Ernie Kovacs would have turned 100 yesterday (the comedy legend died in 1962 at the age of 42), and to celebrate, The National Comedy Center announced the acquisition and display of never-before-seen material and rare artifacts courtesy of the comedian’s estate.
The collection includes notes and sketches in Kovacs’ own hand, annotated scripts, candid backstage photography, screen-used props and wardrobe, personal effects, and rare production documents that chronicle the career of “Television’s Original Genius,” as well as the history of the early television industry.
“The Ernie Kovacs Centennial Exhibit” will debut in August 2019, during the National Comedy Center’s annual Lucille Ball Comedy Festival. The installation will showcase never-before-exhibited creative papers, rare audiovisual content and original, screen-used artifacts from Kovacs’ influential 1950s and early 1960s television shows and specials. The Festival week (Aug. 7-11) will also feature a panel event honoring Kovacs’ art and legacy.
“We are so pleased to partner with the National Comedy Center to celebrate Ernie Kovacs’ centennial,” said Josh Mills, executive for the Kovacs estate and son of actress/comedienne Edie Adams, who was Kovacs’ wife, co-star, and creative collaborator. “Most of this material has never been exhibited before, so it’s an unprecedented, first-hand look at Ernie’s comedic genius and his unique approach to his work.”

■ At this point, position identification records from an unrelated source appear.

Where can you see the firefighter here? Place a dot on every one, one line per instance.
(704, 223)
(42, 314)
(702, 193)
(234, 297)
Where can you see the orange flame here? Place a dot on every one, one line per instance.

“Ernie Kovacs’ pioneering comedic spirit has influenced generations of comedians and entertainers,” said Journey Gunderson, National Comedy Center Executive Director. “We are honored and thrilled to present our visitors with this wonderful opportunity to learn about, and be inspired by, one of the true legends of comedy, as we showcase his archives in this very special exhibit.”
Kovacs influenced generations with his pioneering approach to television, noteworthy for its improvisational and spontaneous style, often featuring experimental visual effects and blackout gags, as well as a propensity to break the “fourth wall,” bringing the cameras behind the scenes, into the studio control room and onto the streets.
Kovacs died in a car accident. His posthumous 1962 Emmy Award is currently on view in the National Comedy Center’s galleries.
George Schlatter, the pioneering producer behind TV’s Laugh-In and National Comedy Center advisory board member, found a mentor and close friend in Ernie Kovacs: “Ernie saw life differently than the rest of us. The idea that TV is a playpen – not work, but just play – permeated his work. He was an original; he was not another anything. The National Comedy Center’s exhibit will be an opportunity for visitors to watch him closely, enjoy what he does, and learn.”
The Ernie Kovacs Archive is the latest acquisition for the National Comedy Center, which houses creative papers from comedy innovators including George Carlin, Lucille Ball, Shelley Berman, Lenny Bruce and Rose Marie, among others.